2. I concur. The question now before us is die cussed at considerable length in the case of Nandan Singh v. Jumman (2). (1912) I. L. R. 34 All. 640. I fully agree with all that has been said there and have no reason to add anything further.

Chamier, J.

3. I had to decide this question some years ago, and I then thought it was in reality governed by the decision of their Lordships of the Privy Council in Karan Singh v. Bakar Ali Khan (3) (1982) I. L. R. 5 All. 1. Both this Court and their Lordships of the Privy Council seemed to me to have held that time began to run, against the plaintiff under article 145 of the second schedule to the Limitation Act of 1871, from the date on which the possession of Karan Singh began, because that possesion was adverse to the plaintiff.
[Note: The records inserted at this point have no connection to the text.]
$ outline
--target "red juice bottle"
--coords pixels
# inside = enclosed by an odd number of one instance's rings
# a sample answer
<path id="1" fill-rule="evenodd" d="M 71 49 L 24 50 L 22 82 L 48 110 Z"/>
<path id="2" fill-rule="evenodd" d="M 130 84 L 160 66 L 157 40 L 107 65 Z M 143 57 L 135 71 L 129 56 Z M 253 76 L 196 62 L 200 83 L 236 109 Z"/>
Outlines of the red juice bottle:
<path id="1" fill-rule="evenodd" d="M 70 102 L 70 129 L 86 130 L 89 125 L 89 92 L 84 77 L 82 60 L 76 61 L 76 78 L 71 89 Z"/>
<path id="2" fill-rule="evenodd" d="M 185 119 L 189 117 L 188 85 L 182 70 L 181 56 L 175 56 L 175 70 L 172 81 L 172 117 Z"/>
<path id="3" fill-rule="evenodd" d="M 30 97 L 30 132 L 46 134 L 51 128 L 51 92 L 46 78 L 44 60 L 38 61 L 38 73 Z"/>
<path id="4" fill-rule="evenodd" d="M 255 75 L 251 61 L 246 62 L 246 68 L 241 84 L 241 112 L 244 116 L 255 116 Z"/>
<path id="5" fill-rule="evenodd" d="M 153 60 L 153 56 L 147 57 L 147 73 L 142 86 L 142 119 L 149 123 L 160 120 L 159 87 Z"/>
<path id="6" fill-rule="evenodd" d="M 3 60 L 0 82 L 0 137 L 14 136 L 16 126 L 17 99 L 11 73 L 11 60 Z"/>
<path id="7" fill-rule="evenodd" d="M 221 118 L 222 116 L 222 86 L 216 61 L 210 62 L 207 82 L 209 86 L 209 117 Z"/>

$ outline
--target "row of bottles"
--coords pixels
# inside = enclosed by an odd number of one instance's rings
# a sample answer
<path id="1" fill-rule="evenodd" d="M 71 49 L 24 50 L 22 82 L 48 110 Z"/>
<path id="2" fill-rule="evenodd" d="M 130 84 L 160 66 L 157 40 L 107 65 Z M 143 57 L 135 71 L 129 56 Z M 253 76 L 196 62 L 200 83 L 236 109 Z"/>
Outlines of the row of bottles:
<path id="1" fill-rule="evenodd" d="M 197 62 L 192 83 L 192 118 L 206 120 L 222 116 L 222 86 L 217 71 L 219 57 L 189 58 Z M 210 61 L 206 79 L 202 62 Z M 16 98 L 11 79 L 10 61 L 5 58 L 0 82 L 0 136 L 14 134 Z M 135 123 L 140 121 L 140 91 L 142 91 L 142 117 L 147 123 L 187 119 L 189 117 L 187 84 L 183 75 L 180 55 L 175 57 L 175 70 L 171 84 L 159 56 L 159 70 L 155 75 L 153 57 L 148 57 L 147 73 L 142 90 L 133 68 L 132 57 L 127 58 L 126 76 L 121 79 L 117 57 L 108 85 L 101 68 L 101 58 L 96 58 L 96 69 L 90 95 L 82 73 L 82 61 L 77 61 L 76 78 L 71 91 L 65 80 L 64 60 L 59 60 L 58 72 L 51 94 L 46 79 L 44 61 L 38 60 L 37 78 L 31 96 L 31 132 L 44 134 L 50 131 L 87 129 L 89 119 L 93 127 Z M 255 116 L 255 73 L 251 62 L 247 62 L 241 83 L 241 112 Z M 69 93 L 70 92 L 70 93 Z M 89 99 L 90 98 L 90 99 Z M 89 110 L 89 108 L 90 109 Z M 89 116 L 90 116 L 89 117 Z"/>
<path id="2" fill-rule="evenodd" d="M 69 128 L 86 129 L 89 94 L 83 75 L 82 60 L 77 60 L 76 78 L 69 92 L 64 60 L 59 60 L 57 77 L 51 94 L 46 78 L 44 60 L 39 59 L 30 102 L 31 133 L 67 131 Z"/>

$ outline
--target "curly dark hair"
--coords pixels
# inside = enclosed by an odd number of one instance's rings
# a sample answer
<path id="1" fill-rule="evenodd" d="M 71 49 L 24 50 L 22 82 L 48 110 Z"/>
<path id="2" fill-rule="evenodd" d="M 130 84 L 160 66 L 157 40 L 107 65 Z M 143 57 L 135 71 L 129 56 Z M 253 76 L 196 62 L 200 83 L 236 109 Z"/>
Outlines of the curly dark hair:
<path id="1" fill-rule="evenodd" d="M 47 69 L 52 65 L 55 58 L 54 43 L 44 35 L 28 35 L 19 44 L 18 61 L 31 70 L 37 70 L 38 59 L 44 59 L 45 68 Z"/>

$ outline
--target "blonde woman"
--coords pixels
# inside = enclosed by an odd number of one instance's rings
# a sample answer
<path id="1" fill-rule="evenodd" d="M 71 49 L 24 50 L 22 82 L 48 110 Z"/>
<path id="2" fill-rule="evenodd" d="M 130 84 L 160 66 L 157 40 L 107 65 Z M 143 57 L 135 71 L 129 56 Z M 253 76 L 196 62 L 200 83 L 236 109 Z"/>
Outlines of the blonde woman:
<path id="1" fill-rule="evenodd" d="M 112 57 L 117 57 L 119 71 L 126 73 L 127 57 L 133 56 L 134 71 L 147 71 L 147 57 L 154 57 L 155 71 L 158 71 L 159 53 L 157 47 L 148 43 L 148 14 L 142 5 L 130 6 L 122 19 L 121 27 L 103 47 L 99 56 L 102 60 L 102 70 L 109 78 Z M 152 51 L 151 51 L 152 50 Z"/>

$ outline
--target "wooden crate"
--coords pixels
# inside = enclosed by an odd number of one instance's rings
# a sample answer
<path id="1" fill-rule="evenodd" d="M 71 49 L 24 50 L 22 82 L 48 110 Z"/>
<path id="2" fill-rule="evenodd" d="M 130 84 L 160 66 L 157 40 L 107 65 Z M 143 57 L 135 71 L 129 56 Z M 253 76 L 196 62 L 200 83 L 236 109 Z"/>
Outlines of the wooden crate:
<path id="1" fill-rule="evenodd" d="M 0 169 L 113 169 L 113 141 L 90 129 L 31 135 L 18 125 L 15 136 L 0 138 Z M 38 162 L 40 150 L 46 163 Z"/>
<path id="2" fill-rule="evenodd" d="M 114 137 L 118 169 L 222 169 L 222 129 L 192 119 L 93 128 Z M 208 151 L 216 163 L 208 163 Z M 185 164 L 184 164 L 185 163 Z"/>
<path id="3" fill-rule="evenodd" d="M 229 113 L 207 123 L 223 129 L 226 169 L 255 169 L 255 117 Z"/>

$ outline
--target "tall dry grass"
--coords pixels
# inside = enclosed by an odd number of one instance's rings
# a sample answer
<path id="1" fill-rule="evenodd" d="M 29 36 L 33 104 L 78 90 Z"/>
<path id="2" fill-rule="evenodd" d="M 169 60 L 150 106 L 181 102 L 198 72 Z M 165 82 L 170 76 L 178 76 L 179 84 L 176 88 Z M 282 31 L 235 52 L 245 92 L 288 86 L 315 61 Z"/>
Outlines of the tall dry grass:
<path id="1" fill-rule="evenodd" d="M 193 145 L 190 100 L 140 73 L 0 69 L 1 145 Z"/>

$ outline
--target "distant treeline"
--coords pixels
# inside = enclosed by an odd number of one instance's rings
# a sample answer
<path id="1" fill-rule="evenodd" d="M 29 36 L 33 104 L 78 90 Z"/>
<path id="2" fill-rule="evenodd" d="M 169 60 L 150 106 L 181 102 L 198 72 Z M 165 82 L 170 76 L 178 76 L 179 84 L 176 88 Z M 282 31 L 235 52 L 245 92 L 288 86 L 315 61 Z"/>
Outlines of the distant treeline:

What has since been put forward, as an explanation of the decision of this Court and of their Lordships of the Privy Council, does not seem to have occurred to any of the five Judges who dealt with the case in this Court, or to any of their Lordships who heard the appeal, and I must say that to my mind the explanation is neither sufficient nor satisfactory But as some learned Judges of this Court and of the Madras High Court have recently expressed the opinion that the decision of their Lordships should not be regarded as covering a case of this 'kind, I defer to their opinion with a view to secure uniformity of decision. If the decision of the Privy Council is not applicable to the case then in my opinion the case is clear On this ground I agree with the learned Chief Justice in1 dismissing the appeal.

4. By the Court.---The order of the Court is that the appeal be dismissed with costs.